Senior Manufacturing Engineer

Senior Manufacturing Engineer (Medical Devices) - Singapore

Position Summary

The Senior Manufacturing Engineer is responsible for leading manufacturing process development, optimization, and technical execution to support efficient, compliant, and high-quality production of medical devices. This role works closely with cross-functional teams including Production, Quality, NPI/R&D, and Supply Chain to ensure robust manufacturing processes for both existing products and new product introductions.

Key Responsibilities

• Process Development & Optimizations: Design, implement, and continuously improve manufacturing processes to enhance product quality, yield, throughput, and cost efficiency.

• New Product Introduction (NPI): Support and lead technology transfer activities from development to manufacturing, ensuring processes are scalable, well-documented, and production-ready.

• Process Qualification & Validation: Lead and execute equipment and process validation activities including IQ/OQ/PQ prepare validation protocols, reports, and supporting documentation.

• Manufacturing Support & Troubleshooting: Provide senior-level technical support to production operations, resolving process issues, reducing variability, and minimizing downtime and defects.

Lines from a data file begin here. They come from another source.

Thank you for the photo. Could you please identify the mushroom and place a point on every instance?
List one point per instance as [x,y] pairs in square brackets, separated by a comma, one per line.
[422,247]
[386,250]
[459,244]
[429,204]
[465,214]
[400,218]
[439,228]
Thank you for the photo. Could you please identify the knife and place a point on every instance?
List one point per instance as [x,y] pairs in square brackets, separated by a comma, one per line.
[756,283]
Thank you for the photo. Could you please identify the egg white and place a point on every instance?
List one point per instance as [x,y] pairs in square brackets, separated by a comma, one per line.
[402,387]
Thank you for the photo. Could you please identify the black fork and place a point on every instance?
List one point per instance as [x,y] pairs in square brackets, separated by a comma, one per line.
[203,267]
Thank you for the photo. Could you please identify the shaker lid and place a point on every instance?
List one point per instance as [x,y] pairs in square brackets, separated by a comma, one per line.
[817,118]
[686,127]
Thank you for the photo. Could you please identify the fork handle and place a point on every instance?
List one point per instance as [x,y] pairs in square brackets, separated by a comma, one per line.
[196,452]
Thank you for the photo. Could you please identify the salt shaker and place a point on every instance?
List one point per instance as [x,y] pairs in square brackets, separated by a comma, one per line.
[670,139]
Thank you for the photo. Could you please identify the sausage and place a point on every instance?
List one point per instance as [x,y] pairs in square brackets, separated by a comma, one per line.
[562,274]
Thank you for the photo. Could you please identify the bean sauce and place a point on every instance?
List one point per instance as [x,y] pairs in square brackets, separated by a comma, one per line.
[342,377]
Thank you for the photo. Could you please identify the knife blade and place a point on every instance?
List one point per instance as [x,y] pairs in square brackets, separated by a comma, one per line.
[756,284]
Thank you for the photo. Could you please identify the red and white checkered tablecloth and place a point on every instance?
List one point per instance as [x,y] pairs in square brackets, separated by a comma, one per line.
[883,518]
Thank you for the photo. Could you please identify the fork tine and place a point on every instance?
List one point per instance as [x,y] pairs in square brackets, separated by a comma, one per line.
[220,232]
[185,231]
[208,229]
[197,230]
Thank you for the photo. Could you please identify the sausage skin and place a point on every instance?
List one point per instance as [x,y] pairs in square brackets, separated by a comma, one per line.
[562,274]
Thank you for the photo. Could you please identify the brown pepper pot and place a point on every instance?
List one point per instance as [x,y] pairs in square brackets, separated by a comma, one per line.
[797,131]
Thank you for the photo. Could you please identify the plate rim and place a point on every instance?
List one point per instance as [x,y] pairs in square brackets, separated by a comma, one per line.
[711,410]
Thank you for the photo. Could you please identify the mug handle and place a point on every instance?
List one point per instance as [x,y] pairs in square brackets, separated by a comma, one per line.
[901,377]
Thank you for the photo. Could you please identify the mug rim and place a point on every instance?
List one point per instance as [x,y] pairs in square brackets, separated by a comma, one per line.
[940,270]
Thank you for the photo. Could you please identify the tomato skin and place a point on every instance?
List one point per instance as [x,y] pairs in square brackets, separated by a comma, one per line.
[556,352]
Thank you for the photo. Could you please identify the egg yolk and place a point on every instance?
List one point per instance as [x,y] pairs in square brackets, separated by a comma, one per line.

• Continuous Improvement: Drive Lean Manufacturing, Six Sigma, and other continuous improvement initiatives to eliminate waste and improve operational performance.

• Documentation & Compliance: Develop and maintain manufacturing documentation including SOPs, work instructions, PFMEA, control plans, and technical reports in compliance with regulatory and quality system requirements.

• Quality & Risk Management: Support root cause investigations, CAPA activities, and risk assessments work closely with Quality teams to ensure process robustness and regulatory compliance.

• Cross-Functional Collaboration: Partner with internal stakeholders, suppliers, and equipment vendors to support tooling, automation, material selection, and process enhancements.

Qualifications

• Education: Bachelor's degree in Mechanical Engineering, Manufacturing/Industrial Engineering, Biomedical Engineering, or a related technical discipline.

• Experience: Minimum 5-8+ years of experience in manufacturing engineering within a regulated environment, preferably medical device manufacturing.

Technical Skills:

• Strong background in manufacturing process design and optimization
• Hands-on experience with process validation and qualification
• Knowledge of DOE, SPC, PFMEA, and statistical analysis
• Experience with automation, fixtures, tooling, and equipment integration
• Strong documentation and reporting skills

• Regulatory & Quality Knowledge: Working knowledge of GMP, ISO 13485, and applicable regulatory requirements.

• Soft Skills: Strong communication, problem-solving, and project leadership skills with the ability to influence cross-functional teams.

• Personal Attributes: Self-driven, detail-oriented, adaptable, and able to thrive in a fast-paced manufacturing environment.